(damn, just lost the whole post! New member!)

Hi there,
I need to setup a room with 30 wifi-connected laptops and a small application server (for audio transfers). I'm hoping for your advice and insight.

My basic plan is to setup a router as my primary wifi access point, offering DHCP (and eventually a connection to the Internet). The app-server will be wired to this (static IP), as will a second wifi access point, running on a different channel (use 1 & 11).

I'd then manually connect half the laptops to each wifi access point.

But is that the best way to do it? Are there other techniques to do this?
For example - could a single router offer 2 wifi networks on different channels (like the Airport Extreme does, but both 802.11g)?
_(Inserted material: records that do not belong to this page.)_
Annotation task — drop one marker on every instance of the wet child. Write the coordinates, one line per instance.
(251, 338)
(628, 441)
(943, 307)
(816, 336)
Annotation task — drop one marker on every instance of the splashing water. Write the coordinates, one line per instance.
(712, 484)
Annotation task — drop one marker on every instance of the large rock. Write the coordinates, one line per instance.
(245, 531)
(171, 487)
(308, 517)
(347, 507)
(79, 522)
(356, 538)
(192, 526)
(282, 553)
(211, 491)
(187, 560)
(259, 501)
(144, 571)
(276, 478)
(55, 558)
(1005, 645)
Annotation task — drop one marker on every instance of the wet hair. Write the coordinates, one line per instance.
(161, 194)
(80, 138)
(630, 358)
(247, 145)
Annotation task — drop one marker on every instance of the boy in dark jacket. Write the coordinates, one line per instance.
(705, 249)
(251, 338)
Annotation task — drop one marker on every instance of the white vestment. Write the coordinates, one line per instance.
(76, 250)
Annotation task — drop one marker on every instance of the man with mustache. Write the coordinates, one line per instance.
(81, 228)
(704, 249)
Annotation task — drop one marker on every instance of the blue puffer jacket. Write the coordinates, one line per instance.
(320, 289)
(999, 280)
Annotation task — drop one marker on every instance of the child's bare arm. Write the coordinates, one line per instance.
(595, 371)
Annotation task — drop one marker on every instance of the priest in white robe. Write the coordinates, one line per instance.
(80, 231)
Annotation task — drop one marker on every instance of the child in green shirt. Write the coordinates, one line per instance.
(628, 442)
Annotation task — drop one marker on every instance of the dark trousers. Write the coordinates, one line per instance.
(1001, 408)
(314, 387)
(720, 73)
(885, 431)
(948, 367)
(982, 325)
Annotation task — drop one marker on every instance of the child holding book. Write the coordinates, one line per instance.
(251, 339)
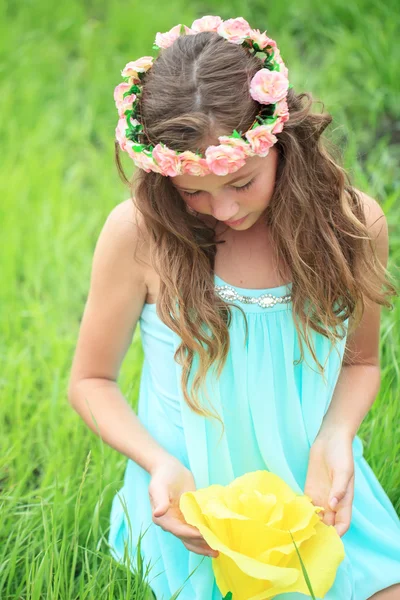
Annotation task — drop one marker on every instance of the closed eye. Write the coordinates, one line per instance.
(238, 189)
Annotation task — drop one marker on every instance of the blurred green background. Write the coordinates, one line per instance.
(59, 65)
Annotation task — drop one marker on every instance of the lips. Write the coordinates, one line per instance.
(237, 222)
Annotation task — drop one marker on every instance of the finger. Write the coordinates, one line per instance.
(203, 551)
(340, 484)
(344, 511)
(182, 530)
(328, 517)
(160, 501)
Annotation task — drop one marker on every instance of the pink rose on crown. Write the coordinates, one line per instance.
(206, 23)
(224, 159)
(261, 139)
(234, 30)
(134, 67)
(164, 40)
(262, 39)
(236, 143)
(193, 164)
(268, 87)
(167, 160)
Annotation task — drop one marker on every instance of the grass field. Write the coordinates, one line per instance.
(59, 65)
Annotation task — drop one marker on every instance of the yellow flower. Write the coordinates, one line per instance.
(248, 523)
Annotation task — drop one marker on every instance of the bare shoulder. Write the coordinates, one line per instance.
(125, 222)
(117, 294)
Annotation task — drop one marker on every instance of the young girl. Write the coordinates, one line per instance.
(255, 270)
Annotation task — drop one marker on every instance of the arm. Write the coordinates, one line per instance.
(360, 377)
(115, 300)
(331, 468)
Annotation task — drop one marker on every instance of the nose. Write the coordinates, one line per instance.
(224, 209)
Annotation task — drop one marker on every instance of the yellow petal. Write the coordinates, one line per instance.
(321, 555)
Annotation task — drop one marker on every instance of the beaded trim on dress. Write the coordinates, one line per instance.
(226, 292)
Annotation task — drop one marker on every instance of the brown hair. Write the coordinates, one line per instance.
(198, 82)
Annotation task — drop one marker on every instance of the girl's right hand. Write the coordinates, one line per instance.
(168, 482)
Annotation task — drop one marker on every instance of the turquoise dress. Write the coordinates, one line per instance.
(272, 411)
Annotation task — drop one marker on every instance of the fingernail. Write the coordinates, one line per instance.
(333, 503)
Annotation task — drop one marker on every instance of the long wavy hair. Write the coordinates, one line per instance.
(315, 217)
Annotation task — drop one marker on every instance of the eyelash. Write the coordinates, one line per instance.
(238, 189)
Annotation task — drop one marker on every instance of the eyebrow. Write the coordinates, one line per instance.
(243, 176)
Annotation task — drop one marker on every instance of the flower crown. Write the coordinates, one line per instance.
(268, 86)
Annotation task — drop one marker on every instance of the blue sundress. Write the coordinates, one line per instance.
(272, 411)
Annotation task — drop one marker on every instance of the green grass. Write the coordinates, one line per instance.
(59, 64)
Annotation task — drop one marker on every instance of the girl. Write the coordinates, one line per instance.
(255, 270)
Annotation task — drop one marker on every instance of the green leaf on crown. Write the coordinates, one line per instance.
(138, 147)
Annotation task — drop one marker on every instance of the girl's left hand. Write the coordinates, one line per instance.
(330, 475)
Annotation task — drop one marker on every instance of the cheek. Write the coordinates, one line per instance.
(259, 195)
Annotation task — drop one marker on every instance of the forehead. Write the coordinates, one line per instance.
(212, 180)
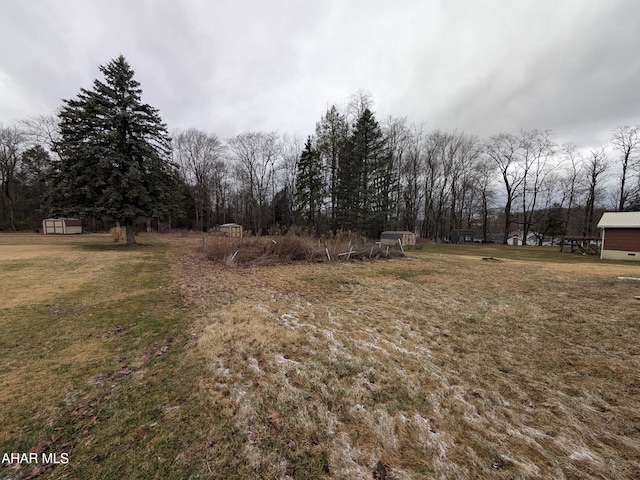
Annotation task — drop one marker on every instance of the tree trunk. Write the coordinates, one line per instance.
(131, 234)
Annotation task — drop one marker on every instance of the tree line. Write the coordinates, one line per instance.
(107, 157)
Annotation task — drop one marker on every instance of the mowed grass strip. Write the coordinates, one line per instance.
(94, 364)
(435, 366)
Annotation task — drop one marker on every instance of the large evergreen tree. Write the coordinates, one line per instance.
(332, 138)
(114, 154)
(309, 187)
(364, 178)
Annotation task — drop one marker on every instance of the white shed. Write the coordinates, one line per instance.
(61, 226)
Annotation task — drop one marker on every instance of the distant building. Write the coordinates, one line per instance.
(61, 226)
(459, 235)
(620, 236)
(231, 230)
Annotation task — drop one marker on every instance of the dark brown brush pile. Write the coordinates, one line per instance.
(260, 251)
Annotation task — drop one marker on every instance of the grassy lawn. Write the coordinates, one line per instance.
(152, 362)
(94, 365)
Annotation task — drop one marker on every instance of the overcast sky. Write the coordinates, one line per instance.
(235, 66)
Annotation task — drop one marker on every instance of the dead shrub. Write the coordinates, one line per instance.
(275, 250)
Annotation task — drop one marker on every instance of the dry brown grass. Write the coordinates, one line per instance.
(439, 366)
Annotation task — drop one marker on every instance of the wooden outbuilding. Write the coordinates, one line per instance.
(231, 230)
(620, 236)
(61, 226)
(459, 235)
(392, 237)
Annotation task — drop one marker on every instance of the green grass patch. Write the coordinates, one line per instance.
(95, 365)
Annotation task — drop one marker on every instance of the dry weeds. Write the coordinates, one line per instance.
(433, 366)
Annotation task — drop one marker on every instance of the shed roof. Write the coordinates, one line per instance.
(620, 220)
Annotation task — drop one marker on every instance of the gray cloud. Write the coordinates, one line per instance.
(235, 66)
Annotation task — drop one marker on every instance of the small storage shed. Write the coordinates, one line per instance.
(459, 235)
(392, 237)
(231, 230)
(620, 235)
(61, 226)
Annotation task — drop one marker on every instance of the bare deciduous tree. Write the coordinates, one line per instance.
(503, 149)
(12, 143)
(199, 156)
(256, 154)
(626, 140)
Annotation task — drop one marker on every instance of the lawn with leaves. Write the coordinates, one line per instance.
(159, 363)
(94, 369)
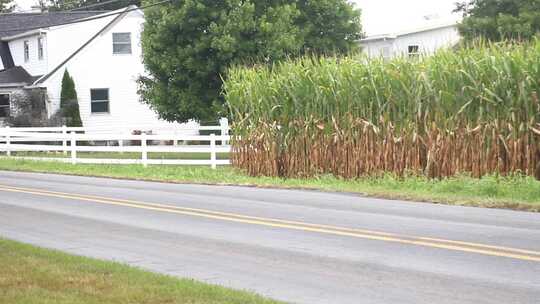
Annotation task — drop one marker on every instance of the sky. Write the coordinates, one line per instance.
(379, 16)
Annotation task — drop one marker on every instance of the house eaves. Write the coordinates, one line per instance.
(25, 34)
(58, 67)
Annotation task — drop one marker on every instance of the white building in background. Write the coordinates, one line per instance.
(422, 40)
(101, 51)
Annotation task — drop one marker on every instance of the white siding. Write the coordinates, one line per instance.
(96, 67)
(428, 42)
(34, 65)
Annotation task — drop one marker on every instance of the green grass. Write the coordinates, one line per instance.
(125, 155)
(34, 275)
(515, 192)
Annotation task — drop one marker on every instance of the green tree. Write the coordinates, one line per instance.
(6, 6)
(69, 105)
(188, 46)
(497, 20)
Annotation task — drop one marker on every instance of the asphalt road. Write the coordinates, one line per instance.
(296, 246)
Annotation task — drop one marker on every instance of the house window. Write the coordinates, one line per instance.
(414, 51)
(121, 43)
(40, 48)
(4, 105)
(99, 99)
(26, 51)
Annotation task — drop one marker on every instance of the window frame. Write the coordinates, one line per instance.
(108, 101)
(26, 50)
(130, 43)
(41, 50)
(8, 106)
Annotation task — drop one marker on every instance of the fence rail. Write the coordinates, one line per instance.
(76, 140)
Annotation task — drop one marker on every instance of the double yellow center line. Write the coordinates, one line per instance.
(484, 249)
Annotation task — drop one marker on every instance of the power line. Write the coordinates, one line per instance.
(32, 11)
(88, 19)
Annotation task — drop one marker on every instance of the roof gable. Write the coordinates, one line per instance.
(18, 23)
Are 2 access points enough?
Are there any brands of access points that will do this particularly well?
Your insight is much appreciated!

In my experience you cant really pick an AP if they're using the same SSID. A single router (assuming its a soho brand like linksys) running 30 clients would be slow and unstable. You might be able to setup the second one using a different SSID and channel, but don't do NAT on it, that way DHCP can be forwarded through it.

As for brands, well if you can get say a wrt54g linksys and flash it with dd-wrt, you'll have lots of configurability

You mentioned audio in your OP. If 30 laptops are going to connect to a single app server over WiFi on 2 APs, you'll either have to limit the bandwidth to each wireless client that connects, or add another 5 or 6 APs to your network to handle the load. If you spread the APs out around the room and decrease the power output (on the AP), you'll be able to "force" a limited number of clients in the immediate vicinity to connect to the nearest AP, thereby creating a kind of "managed" wireless network. If the laptops start moving around the room, then that'll defeat the purpose of what I just described.